For the past decade, fintechs scaled fast by renting capability – cloud infrastructure, engineering talent, and core systems. It worked. Until it didn’t.
The regulatory environment of 2026 has fundamentally closed that window. With the Digital Operational Resilience Act (DORA) now in full force and the EU AI Act raising the bar on AI transparency, the “our vendor handles that” defense is no longer viable. Regulators don’t accept it. Auditors don’t accept it. And increasingly, your board shouldn’t either.
The firms that will lead the next decade are not the fastest to launch. They are the ones that own what they build.
Your Code Is Now Your Compliance
As Agentic AI moves from experiment to infrastructure – autonomously handling lending decisions, risk simulation, and fraud detection – the logic inside these systems must be fully transparent, testable, and auditable at any moment.
If that logic lives inside a third-party black box, you have a compliance gap that no SLA can close.
DORA is explicit on this. Articles 28–30 require financial institutions to audit, test, and if necessary, substitute any critical ICT provider. That is not achievable through a contract. It requires genuine internal technical understanding. The engineers who build your guardrails need to be part of your institution, not billable resources on someone else’s payroll.
The requirement is clear: internal ownership is no longer a best practice. It is a regulatory condition.

The Hidden Cost of “Remote Teams as a Service”
The strategic mistake of the last decade was treating engineering as a cost center rather than a capital asset.
When a traditional outsourcing contract ends, the knowledge ends with it. The deeper the systems, the higher the cost of that dependency in operational continuity, regulatory exposure, and long-term competitive position. It is a risk that grows silently until it becomes impossible to ignore.
This is the vendor trap. And most fintechs are still in it.
The Build-Operate-Transfer Model: From Hiring Strategy to Ownership Strategy
The Build-Operate-Transfer model has matured significantly. In its original form, it was a smarter way to hire offshore. In 2026, it is a structured path to institutional ownership.
The model works in three distinct phases:
Build: A dedicated engineering team is established, embedded in your technical stack, regulatory context, and institutional culture from day one.
Operate: That team deepens its expertise over time, building not just software but institutional knowledge that is specific to your firm, your compliance requirements, and your competitive context.
Transfer: The team, the knowledge, and the IP become a permanent internal asset on your balance sheet, not a recurring vendor expense.
The Transfer Phase: The Milestone That Defines Institutional Maturity
The Transfer is not just the end of a vendor engagement. It is the moment a financial institution stops depending on borrowed infrastructure and takes full ownership of its engineering future – its IP, its data, and its people.
It also eliminates a risk that regulators are beginning to treat as a systemic concern: knowledge concentration in a single external provider.

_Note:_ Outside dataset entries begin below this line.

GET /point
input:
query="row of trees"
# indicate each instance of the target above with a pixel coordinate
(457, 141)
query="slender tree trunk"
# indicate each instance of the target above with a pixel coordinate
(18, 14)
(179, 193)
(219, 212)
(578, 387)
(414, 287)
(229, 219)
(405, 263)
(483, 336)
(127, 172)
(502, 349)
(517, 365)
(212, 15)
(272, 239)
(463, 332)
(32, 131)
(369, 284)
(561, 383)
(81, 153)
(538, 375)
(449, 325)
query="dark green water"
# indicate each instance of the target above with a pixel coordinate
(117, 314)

Firms that have completed this transition demonstrate what that looks like in practice. [See how NAB navigated this journey → https://cbtw.tech/insights/fintech-growth-nearshoring-vietnam]
For any fintech serious about long-term resilience, the Transfer phase is not the conclusion of a BOT program. It is the beginning of a new institutional chapter.

What The Build-Operate-Transfer Model Looks Like in Practice
CBTW’s BOT modelis built around one outcome: turning external engineering capability into a permanent internal asset.
The engineering hubs CBTW establishes, including urban centers in Vietnam like Ho Chi Minh City, Ha Noi and Da Nang – are designed from day one with a defined transfer path. The team, the codebase, and the institutional context are structured to move onto the client’s balance sheet, not remain a recurring line item.
This is not staff augmentation with a handover clause. It is a deliberate, phased ownership-transfer program, one that gives firms the internal technical depth to meet DORA’s audit requirements, manage ICT concentration risk, and operate with genuine resilience.
The Question Every Fintech Leader Should Be Asking
In an environment where regulators can audit your AI, your infrastructure, and your third-party dependencies, the question is no longer whether to own your engineering.
The question is how long you can afford not to.
Is your engineering function a permanent asset or a temporary expense? For firms ready to act, the Build-Operate-Transfer model offers a proven, phased path to full ownership. The answer defines your firm’s resilience, your compliance posture, and ultimately your competitive position for the decade ahead.